The resolution called on the Commission to:

- identify the remaining gaps in Council Directive (EU) 2017/1852 on tax dispute resolution mechanisms in the European Union,

- present proposals on the definition of tax residence by 2023;

- assess the need for and the most appropriate way to extend automatic information exchange between Member States to other categories of income and assets, such as crypto-assets.

(3) Reducing tax leakage and compliance costs

The report called on the European Commission to:

- put in place, without delay and by 2022 at the latest, a common harmonised standard for e-invoicing across the EU, to reduce the cost of creating fragmented and different systems across the Member States;

- explore the possibility of the gradual introduction of obligatory e-invoicing across the EU by 2023, with a focus on significantly reducing compliance costs, in particular for SMEs;

- propose measures that would significantly reduce the VAT gap, in particular the gap related to the exemption of EU cross-border trade. This includes relaunching the initiative of the definitive regime, which is the most natural and effective way to combat VAT fraud and to simplify compliance with VAT obligations;

- present a legislative proposal on a single harmonised corporate tax (CIT) return to support the BEFIT framework in the EU;

- propose ways to take forward the launch of an EU Tax Observatory as a preparatory action.
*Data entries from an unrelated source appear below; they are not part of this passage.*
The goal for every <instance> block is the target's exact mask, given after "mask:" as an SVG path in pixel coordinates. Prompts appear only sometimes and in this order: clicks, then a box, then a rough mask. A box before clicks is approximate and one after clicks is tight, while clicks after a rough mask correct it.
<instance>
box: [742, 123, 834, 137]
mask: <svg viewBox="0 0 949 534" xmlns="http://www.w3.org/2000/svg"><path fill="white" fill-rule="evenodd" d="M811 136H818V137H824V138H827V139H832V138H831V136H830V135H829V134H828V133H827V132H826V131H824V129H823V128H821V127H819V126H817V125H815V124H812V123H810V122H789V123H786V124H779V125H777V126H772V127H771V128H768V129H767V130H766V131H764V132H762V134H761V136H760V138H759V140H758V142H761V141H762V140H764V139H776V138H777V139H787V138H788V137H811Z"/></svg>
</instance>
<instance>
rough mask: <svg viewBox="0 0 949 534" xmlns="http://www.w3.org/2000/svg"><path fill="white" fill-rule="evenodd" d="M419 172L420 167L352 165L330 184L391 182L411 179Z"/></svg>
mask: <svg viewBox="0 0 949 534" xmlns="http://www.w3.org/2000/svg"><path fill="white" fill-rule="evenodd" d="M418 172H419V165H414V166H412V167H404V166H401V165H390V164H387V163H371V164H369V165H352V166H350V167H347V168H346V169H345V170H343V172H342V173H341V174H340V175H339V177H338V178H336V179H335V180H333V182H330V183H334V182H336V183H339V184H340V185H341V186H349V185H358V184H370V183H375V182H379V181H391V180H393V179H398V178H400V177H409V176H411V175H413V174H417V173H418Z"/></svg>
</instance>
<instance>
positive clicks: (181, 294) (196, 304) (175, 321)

(4) A new coordinated European corporate income tax system

The resolution invited the Commission to:

- carry out a thorough impact assessment and include strong anti-avoidance clauses in the forthcoming proposal for a franchise to reduce debt-incentives;

- ensure that different elements of what constitutes real economic activity of businesses are taken into account (sales, labour force, assets) in the context of the future framework for income taxation (BEFIT);

(5) Efficiency of tax administrations, exchange of tax information and data quality

The resolution called on the Commission to strengthen the EU's network of anti-fraud experts, Eurofisc, and to provide sufficient resources to carry out joint risk analyses, coordinate investigations and cooperate with the European Anti-Fraud Office (OLAF), Europol and the European Public Prosecutor's Office (EPPO), in particular to investigate VAT fraud.